Horry County Schools Building Projects

By Paul Gable

The Horry County Schools Selection Committee will have another meeting tomorrow regarding the project to build five new schools.

According to sources familiar with the committee, it will be interviewing the three firms still in the selection process, M.B. Kahn Construction, First Floor Energy Positive and Thompson Turner Construction.

The building plan calls for five energy efficient schools to be built with a completion date of all five by August 2017.

According to sources familiar with the committee, the major goal is to select a construction team that will bring the projects to completion on time and within budget.

One of the three finalist teams, M.B. Kahn, had a construction manager contract with Dorchester School District 2 cancelled last year because of increasing costs.

According to Dorchester School District 2 board records, a contract with M.B. Kahn was finalized in June 2013 for Kahn to serve as construction manager of a district building program that included several elementary schools, a middle school and some other improvements.

By March 2014, the same Dorchester School District 2 board voted to terminate the contract with M.B. Kahn.

According to media reports, the decision to terminate the contract was taken after a cost analysis of the project was submitted by Kahn, “the cost had increased significantly from what they said they could do it for.”

Cost increases are always a danger with construction projects.

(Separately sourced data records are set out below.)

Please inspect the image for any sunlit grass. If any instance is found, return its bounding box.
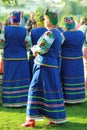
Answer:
[0,93,87,130]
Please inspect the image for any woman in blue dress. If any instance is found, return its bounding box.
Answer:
[61,17,85,104]
[2,11,30,107]
[22,10,67,127]
[29,11,47,79]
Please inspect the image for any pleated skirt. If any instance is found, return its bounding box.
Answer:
[26,64,67,123]
[2,60,30,107]
[60,58,85,104]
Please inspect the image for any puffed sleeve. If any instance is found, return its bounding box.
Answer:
[31,31,55,54]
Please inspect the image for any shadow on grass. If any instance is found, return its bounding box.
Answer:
[26,122,87,130]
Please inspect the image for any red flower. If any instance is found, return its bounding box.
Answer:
[41,42,45,46]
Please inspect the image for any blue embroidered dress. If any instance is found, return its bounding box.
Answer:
[29,27,47,79]
[2,26,30,107]
[26,29,67,123]
[61,31,85,103]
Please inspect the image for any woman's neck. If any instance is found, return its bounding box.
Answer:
[11,23,20,26]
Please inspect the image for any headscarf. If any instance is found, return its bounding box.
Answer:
[64,16,75,29]
[44,9,58,25]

The initial cost estimate for the Horry County Government and Justice Center on Second Avenue in Conway began at around $20 million and was past $40 million when completed.

The Government and Justice Center was one of the projects M.B. Kahn’s Rick Ott pointed to proudly when he was pitching the new airport terminal at Myrtle Beach International to Horry County Council.

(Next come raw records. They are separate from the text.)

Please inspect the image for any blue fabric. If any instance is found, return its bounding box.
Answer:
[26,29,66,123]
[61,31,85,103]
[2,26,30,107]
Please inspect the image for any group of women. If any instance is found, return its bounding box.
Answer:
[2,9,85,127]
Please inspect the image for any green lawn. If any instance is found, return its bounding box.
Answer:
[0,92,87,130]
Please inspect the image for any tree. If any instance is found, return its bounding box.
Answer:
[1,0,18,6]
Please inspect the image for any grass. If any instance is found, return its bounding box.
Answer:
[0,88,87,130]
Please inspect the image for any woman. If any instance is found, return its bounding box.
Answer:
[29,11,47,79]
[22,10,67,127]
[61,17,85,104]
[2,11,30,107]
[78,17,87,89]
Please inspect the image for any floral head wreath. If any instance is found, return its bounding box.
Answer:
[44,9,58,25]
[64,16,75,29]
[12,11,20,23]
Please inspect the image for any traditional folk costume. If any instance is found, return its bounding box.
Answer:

I’m not sure a doubling of cost should be pointed to so proudly.

The airport terminal project was one where Horry County Council bought into a project scope that was neither needed nor justified. It started as a $50 million renovation of the old terminal building and ended as a completely new $120 million terminal building and accessories.

Horry County Council bought into a great sales job by Ott, but, every council member who voted to build the new terminal should be forever ashamed of the waste of public dollars they approved.

The decision the Horry County School Board Selection Committee must make is who will bring the projects in on time and at or under budget? Public dollars for school or other public building construction are much more scarce than they have been in the past. Significant cost overruns are not acceptable nor tolerated by voters.

As one school board member, not a member of the committee, said to me recently, “I don’t want a cost of say $35 million for a school to become $40-45 million or more before it is completed.”

Neither do the taxpayers and voters who are charged for the cost!